Opinión

El virus comunitarista / El peso de las razones

 

 

Lo temido: Trump de un plumazo se ha salido del TPP. El TLC es su siguiente objetivo. En el marasmo de virulento nacionalismo que vive una parte significativa de la población de nuestro vecino del norte, alentada por su nuevo gobierno, es indispensable preguntarnos qué papel y actitud debe tomar México. De manera extraña, Enrique Peña y su séquito no se han escondido ni han salido de vacaciones: decidieron dar la cara, y de una manera agridulce posicionarse respecto a las acciones ya tomadas y por tomar por el gobierno estadunidense.

En su discurso inaugural, Trump dejó clara su agenda inmediata de gobierno, la cual tiene un solo tema: primero su país. La nación más cosmopolita del mundo se ha cerrado al mundo. Nos equivocaríamos si pensáramos que es un asunto meramente económico. La escueta agenda de Trump sugiere una concentración en las virtudes (¿los vicios?) comunitaristas y nacionalistas. Son días amargos para los ideales norteamericanos. Las protestas no se han hecho esperar, y algunos consideran (a mi juicio con una visión corta) que en éstas existe un tufo antidemocrático. Los días y las semanas serán largos para el mundo.

Permítanme un breve desvío. Hace un par de años leía con incredulidad la famosa lista de Sergio González Rodríguez sobre los mejores libros del año. Para Sergio, La alternativa. Perspectivas y posibilidades de cambio, de Luis Villoro, era lo mejor que se había escrito en 2015. El libro de Villoro, lo confieso, no sólo me pareció malo, me pareció profundamente peligroso. Villoro defendía el comunitarismo ramplón como la medicina que México necesitaba en estos tiempos aciagos. El que fuera asesor del EZLN, cercano a la izquierda conservadora mexicana e investigador del Instituto de Investigaciones Filosóficas de la UNAM, decidía posicionarse fuertemente respecto al rumbo que debía tomar nuestro país: un rumbo bastante parecido al que Trump ha tomado en su país desde que fuera electo presidente. La verborrea de la “comunidad” es un virus que pocos se percatan que enardece a las peores ideologías. El comunitarismo: esa posición política tan cercana al nacionalismo, al racismo, a la xenofobia, a la intolerancia, a la soberanía alejada de los derechos humanos, al cierre de fronteras, al evitar nuestras responsabilidades globales… El comunitarismo: ese virus que acecha siempre que se invoca a la “nación”, al “grupo”, a lo “propio”, a lo “local”. El comunitarismo: la receta para inflamar los odios y las divisiones. ¿Acaso no le sorprenderá a Trump que su discurso nacionalista, más que unir a la nación, la ha dividido más que nunca? El virus comunitarista ha infectado a los Estados Unidos de Lincoln, de Roosevelt, de Obama. Ahora amenaza con contagiar a México.
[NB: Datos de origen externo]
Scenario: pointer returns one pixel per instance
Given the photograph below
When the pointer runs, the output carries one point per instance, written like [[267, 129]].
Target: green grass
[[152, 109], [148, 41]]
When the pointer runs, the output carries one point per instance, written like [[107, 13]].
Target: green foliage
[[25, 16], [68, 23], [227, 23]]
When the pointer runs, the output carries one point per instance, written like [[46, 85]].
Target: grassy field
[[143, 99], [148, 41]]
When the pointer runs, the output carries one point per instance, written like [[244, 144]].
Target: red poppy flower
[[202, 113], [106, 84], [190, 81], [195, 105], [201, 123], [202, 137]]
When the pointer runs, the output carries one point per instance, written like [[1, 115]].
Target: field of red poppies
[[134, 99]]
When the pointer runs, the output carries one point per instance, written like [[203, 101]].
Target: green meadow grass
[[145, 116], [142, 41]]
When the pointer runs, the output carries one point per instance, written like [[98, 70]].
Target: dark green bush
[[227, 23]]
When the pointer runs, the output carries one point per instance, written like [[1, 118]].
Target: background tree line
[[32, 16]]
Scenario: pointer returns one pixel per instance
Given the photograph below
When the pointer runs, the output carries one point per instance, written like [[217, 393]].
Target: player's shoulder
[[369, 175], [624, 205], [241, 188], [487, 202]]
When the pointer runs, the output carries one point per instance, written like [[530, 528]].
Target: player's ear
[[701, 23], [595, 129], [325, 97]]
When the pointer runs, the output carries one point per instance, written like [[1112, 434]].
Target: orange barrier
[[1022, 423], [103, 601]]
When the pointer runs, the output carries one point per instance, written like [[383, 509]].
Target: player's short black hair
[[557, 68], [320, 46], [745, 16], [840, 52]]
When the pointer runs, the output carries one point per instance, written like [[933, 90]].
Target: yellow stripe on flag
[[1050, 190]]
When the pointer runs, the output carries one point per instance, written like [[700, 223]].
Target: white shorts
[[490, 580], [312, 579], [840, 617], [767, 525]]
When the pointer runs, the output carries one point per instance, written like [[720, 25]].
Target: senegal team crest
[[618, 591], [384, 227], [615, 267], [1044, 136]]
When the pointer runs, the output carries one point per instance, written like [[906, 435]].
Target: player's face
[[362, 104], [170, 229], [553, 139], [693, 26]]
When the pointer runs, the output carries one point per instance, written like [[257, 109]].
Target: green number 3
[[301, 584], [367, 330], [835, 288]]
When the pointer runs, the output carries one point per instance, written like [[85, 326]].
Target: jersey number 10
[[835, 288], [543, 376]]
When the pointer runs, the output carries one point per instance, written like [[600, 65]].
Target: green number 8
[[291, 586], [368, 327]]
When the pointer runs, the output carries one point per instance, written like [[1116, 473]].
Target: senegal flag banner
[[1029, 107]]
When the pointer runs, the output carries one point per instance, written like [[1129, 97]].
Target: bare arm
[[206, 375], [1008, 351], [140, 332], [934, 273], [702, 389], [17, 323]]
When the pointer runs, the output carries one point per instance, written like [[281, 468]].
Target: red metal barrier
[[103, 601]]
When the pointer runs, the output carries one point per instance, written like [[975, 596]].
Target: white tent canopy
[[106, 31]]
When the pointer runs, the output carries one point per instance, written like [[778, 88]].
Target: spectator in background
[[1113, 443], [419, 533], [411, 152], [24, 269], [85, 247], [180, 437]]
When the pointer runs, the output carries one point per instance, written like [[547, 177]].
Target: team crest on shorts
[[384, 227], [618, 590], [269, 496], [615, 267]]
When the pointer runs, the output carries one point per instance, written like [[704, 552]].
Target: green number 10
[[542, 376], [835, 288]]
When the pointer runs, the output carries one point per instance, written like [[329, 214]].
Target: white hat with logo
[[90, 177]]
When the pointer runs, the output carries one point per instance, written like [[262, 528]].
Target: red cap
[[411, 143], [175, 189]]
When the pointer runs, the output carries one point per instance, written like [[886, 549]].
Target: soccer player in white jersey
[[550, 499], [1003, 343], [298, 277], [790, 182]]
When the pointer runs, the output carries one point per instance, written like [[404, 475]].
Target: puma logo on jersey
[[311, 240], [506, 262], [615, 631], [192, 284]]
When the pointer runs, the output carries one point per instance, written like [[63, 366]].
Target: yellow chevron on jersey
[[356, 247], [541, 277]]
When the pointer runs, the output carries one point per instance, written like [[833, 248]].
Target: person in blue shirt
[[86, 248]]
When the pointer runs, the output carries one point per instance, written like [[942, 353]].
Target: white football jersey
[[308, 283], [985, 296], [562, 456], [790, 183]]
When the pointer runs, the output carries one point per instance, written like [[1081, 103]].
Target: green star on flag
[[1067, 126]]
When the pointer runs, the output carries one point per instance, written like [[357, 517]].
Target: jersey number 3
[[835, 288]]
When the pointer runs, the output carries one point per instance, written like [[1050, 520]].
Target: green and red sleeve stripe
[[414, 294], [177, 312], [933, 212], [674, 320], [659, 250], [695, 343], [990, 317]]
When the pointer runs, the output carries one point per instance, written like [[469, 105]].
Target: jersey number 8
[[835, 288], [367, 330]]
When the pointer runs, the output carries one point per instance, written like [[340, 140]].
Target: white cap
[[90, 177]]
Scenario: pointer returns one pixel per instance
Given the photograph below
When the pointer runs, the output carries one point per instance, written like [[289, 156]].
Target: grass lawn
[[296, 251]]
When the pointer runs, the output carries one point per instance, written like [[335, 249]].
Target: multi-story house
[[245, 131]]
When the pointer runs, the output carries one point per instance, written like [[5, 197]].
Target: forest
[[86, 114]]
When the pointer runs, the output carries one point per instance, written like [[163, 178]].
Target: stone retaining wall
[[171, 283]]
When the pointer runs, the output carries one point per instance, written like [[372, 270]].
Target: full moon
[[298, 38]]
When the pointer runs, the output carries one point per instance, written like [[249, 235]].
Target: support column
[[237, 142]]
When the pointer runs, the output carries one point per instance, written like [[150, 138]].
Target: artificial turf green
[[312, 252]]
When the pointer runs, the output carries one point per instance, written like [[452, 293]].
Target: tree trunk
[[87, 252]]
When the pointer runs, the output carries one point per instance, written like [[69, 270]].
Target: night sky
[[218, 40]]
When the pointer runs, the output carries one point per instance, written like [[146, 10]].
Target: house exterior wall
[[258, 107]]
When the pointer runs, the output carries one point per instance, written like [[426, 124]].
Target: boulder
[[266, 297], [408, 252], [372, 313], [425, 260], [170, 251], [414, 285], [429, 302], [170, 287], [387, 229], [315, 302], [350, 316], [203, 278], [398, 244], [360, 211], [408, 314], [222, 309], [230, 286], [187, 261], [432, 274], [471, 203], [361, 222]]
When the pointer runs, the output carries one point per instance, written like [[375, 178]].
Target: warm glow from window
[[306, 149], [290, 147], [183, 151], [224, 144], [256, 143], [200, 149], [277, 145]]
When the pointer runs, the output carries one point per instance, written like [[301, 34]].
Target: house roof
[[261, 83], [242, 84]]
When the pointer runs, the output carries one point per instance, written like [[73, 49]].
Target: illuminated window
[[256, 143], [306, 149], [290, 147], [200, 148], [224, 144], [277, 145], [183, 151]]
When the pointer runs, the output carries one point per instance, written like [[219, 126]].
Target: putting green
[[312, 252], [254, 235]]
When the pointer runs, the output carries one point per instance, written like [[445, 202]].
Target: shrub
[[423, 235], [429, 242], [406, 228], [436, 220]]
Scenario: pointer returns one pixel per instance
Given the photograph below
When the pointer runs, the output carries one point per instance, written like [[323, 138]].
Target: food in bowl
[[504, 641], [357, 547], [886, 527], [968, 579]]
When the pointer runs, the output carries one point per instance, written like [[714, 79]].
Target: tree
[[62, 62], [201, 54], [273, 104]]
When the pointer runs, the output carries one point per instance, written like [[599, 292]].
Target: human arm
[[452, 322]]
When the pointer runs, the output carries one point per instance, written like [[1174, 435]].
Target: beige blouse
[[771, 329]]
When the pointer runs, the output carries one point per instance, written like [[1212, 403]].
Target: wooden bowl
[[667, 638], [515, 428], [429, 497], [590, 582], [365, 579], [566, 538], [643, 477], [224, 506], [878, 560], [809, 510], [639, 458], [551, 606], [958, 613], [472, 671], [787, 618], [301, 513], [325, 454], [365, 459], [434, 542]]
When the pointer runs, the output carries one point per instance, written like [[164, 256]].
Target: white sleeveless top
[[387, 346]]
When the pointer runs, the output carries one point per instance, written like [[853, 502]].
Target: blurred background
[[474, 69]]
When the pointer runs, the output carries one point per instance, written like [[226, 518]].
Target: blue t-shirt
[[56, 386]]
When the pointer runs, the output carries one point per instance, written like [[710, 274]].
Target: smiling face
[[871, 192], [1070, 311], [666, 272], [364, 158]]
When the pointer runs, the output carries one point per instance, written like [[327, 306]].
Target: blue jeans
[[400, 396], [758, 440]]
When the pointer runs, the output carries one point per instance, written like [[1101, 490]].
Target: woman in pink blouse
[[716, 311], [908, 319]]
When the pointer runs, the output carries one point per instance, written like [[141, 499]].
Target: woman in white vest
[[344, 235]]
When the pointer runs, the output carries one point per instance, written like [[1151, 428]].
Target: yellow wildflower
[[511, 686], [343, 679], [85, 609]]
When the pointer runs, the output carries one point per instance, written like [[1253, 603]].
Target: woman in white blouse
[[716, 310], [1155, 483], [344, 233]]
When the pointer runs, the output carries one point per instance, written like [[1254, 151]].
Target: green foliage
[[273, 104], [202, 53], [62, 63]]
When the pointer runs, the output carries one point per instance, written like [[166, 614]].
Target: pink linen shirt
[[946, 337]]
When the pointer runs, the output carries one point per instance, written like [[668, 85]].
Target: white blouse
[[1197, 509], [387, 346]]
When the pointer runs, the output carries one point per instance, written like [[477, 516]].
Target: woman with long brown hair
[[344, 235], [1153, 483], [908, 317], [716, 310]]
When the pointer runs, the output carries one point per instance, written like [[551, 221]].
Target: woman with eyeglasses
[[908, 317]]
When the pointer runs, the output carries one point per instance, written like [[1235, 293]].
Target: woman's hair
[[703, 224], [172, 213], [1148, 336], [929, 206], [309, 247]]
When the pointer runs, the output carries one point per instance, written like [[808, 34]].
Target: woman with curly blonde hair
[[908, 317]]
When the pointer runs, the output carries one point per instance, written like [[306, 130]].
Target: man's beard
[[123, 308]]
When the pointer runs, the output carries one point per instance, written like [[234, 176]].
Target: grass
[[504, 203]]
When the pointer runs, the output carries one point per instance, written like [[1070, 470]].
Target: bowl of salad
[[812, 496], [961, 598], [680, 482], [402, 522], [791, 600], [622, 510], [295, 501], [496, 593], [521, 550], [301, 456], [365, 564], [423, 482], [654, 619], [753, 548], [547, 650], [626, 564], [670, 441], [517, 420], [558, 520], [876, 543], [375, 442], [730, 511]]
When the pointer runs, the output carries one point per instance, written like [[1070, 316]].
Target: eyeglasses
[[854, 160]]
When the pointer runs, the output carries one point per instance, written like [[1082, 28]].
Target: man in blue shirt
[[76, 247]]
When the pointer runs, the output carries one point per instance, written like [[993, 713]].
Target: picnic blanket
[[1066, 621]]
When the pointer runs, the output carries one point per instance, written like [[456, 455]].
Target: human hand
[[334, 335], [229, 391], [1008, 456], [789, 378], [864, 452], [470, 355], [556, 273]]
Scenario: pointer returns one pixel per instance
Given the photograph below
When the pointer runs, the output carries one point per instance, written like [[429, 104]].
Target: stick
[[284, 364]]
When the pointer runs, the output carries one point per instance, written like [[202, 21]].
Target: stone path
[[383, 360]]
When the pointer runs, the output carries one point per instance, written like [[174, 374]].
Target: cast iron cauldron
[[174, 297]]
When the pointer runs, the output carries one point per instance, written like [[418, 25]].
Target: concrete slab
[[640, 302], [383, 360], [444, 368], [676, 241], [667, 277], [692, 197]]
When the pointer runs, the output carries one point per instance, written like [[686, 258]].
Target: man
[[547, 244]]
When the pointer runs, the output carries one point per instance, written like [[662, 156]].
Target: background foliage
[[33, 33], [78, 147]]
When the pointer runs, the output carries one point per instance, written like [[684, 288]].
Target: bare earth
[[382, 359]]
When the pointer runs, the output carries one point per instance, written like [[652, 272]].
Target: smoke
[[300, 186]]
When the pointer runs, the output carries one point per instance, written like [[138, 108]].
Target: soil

Frente a este escenario lo que esperaba de nuestro gobierno era un mensaje franco y directo: si nuestro vecino se cierra al mundo, México se abrirá como nunca antes. Aunque Peña lo dijo, quienes lo precedieron en su discurso más bien hicieron de espejo al comunitarismo racista y xenófobo de Trump: primero México. Nuestro país requiere más que en otras ocasiones hablar de cosmopolitismo: esa posición política, esa virtud de las sociedades plurales y orgullosas de su pluralidad, tan cercana a los derechos humanos, a la unión, a la verdadera comunidad entre todas y todos los miembros de nuestra especie. El cosmopolitismo: entender que como animales humanos siempre compartiremos mucho más características de aquellas que nos alejan. El cosmopolitismo: tan cercano a eliminar las diferencias, a hacernos partícipes de los padecimientos del otro, sea o no sea un connacional.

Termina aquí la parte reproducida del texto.